World Trade Organisation collapse – who are the real losers?

The recent failure by leading trading countries to reach a consensus on a new global trading pact, under the World Trade Organisation, has been met with mixed reactions; with some feeling it is for the better while others see it as a great loss.

Friday, August 01, 2008
Trading in Lake Kivu.( File/photo)

The recent failure by leading trading countries to reach a consensus on a new global trading pact, under the World Trade Organisation, has been met with mixed reactions; with some feeling it is for the better while others see it as a great loss.

Responding after the just ended World Trade Organisation Summit, that was meant to discuss the modalities of a new trading round, Peter Mandelson, the European Union’s chief negotiator lamented their failure to do so; "It is bad enough to be facing defeat in the last mile of such a marathon,” Mandelson wrote in his blog.
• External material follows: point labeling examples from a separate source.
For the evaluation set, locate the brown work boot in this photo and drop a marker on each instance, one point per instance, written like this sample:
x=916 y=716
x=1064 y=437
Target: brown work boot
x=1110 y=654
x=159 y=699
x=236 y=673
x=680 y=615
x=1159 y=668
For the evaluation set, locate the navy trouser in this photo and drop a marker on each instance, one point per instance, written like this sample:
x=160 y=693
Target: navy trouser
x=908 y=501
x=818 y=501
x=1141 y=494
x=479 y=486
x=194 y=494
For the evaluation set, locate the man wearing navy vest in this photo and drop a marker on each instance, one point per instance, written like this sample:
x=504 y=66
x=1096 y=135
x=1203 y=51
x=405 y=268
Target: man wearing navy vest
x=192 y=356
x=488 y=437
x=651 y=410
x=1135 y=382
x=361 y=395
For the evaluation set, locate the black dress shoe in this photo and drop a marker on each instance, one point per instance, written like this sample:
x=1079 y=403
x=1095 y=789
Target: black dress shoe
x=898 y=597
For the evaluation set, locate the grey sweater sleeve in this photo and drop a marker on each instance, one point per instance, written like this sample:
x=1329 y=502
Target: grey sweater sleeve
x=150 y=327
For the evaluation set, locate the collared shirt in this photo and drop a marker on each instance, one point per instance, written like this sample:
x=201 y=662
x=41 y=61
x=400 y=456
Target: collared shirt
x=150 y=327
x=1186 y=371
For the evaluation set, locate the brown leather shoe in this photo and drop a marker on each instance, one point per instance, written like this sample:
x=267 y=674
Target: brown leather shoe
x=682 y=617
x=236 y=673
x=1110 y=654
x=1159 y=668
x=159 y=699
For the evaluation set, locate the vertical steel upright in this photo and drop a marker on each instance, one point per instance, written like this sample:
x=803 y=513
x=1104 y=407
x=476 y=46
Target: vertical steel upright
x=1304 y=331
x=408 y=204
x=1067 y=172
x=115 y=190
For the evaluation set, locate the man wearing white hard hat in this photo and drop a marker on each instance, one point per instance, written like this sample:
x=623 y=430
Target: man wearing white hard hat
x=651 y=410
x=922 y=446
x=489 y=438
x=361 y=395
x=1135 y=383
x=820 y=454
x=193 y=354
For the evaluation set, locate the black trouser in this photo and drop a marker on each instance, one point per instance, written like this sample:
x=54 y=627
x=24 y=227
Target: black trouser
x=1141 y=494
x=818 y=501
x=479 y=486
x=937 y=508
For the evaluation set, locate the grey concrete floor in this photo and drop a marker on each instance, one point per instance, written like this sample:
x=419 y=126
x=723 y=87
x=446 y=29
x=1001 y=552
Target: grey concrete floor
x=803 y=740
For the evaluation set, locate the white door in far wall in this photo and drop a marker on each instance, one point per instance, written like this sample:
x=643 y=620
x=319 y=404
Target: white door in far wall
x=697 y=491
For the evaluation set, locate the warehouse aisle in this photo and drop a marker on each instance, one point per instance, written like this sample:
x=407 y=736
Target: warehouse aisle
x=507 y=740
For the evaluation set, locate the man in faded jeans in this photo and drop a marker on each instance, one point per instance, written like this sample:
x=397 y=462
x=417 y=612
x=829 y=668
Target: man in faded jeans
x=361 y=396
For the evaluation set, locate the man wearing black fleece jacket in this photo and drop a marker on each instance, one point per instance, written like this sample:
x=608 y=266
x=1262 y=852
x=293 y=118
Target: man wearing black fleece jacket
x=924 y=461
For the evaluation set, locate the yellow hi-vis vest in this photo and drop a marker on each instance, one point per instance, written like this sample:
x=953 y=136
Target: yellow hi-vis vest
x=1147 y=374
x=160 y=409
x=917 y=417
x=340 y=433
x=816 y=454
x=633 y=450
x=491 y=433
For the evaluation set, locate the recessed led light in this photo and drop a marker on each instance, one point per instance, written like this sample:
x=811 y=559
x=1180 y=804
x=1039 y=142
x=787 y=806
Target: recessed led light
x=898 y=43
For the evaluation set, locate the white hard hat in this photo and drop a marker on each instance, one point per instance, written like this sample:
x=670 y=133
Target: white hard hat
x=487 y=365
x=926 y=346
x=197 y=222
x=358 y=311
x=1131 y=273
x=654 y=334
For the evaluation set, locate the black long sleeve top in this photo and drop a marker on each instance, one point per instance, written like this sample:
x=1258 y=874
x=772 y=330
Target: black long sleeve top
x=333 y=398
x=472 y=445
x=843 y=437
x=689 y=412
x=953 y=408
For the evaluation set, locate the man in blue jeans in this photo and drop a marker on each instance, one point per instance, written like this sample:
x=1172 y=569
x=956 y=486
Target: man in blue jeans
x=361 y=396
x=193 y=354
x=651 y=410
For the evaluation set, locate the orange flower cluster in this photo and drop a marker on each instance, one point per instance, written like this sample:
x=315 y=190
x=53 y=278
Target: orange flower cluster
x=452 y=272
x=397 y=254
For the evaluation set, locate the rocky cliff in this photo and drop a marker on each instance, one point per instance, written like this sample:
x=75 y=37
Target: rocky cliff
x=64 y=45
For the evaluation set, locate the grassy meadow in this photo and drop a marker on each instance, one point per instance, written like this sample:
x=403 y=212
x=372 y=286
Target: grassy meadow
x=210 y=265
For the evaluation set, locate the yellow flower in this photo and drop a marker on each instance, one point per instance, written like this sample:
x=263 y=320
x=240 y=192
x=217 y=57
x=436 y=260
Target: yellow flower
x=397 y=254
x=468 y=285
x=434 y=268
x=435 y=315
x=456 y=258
"It’s worse to realise that some of the people across the table, instead of working for success, are in reality preparing for failure.”

On going back to the negotiating table, India’s Foreign Minister says, "India is ready to be at the table without compromising on issues which concern poor farmers of not only India but 100 other developing countries.”

The talks fell apart after India, one of the world’s biggest emerging economies, and the world’s economic superpower, United States, clashed over how poor nations could hike duties to shelter their domestic farming from a flood of imports.

Apart from the polarization among the key countries, for some, the talks would have addressed pertinent issues such as the diminishing supply of food around the globe as well as tackle the issue of the alarming numbers of people living in extreme poverty as compared to the few getting wealthier by the day.

At the moment, the world’s poor add up to 854 million of whom a shocking 820 million are living in developing countries primarily the low developing ones.

These figures have not decreased in over 20 years even though the trend in agricultural production has slightly improved by 2 percent.

The Geneva meeting of 35 WTO members began July 21. The seven-year-old Doha round’s progress has stalled over agriculture and non-agricultural market access issues.

According to the WTO Doha agreement, the modalities for negotiations on trade facilitation state; "LDC’s members will only be required to undertake commitments to the extent consistent with their individual development, financial and trade needs or their administrative and institutional capabilities.”

These negotiations put into account the principal of special and differential treatment for the developing and least developed countries.

The Doha agreement further approved that those members in developing and least developed countries would not be obliged to undertake investment in infrastructure projects beyond their means.

However with the amplified tension in the talks as disagreements between developed and the least developed countries coming to a conclusion required the sacrifice, hopefully, of one party; the developed side.

However, with both parties wanting to secure their own interests when it comes to the agricultural sector, a conclusion proved hard to reach; areas of tension included failure to reach consensus on import tariffs for a new deal under the Doha Round, which has foundered repeatedly since it began.

The developed countries are insisting on preserving the advantages they have already offered their farmers and at the same time also want to optimize subsidies to agriculture and cattle raising.

On the other hand, the developing countries insist on protecting their farmers and agricultural production in the face of the competition posed by the developed countries’ agriculture and production.

With agricultural production on the decline in developing countries, an imbalance between demand and supply in the world market has resulted.

The current global food crisis has led to a hike in agricultural prices and if not hindered the predicament is that prices will be raised further, leaving countries prey to social and economic turmoil.

This is basing on the fact that the number of the poor has not declined in 20 years even though their ratio to the population has dropped. This is all due to the difference between needs and resources.

The argument of the already developed countries is that if they are deprived of subsidies and aid in their agricultural production policies already set, they would be placed in a weak position by the rising costs.

The Geneva talks have seen China strongly criticizing and terming the US position on cotton subsidy as absurd. This regards her position on linking cotton subsidy reduction to tariff cuts by developing countries.

Cotton subsidy is one of the strong issues seen as an obstacle to clinching the Doha round for opening markets.
"Recently we heard certain absurd arguments that the U.S. reduction of their trade-distorting cotton subsidies would depend on the reduction or even elimination of the cotton tariff by developing members including China,” said China’s Zhang Xiangchen while talking to reporters in Geneva, Tuesday, reported United Press International / UPI Business News.

Zhang claimed that high cotton subsidies to U.S. growers have hit cotton farmers in developing countries including those in Africa and 150 million others in China.

He added that it is known to all that trade-distorting subsidies in the WTO are illegal while tariffs are legal measures of protection.

The criticism against the United States is that the more than $3.5 billion subsidy to its cotton growers encourages excess production, thereby affecting exports of African growers.

In Africa, only 10 percent of cultivable land is used. According to the World Bank estimates, urbanization - with 50 percent of the world population living in cities decreases agricultural areas and causes the deterioration of 5 to 10 million hectares of agricultural land annually.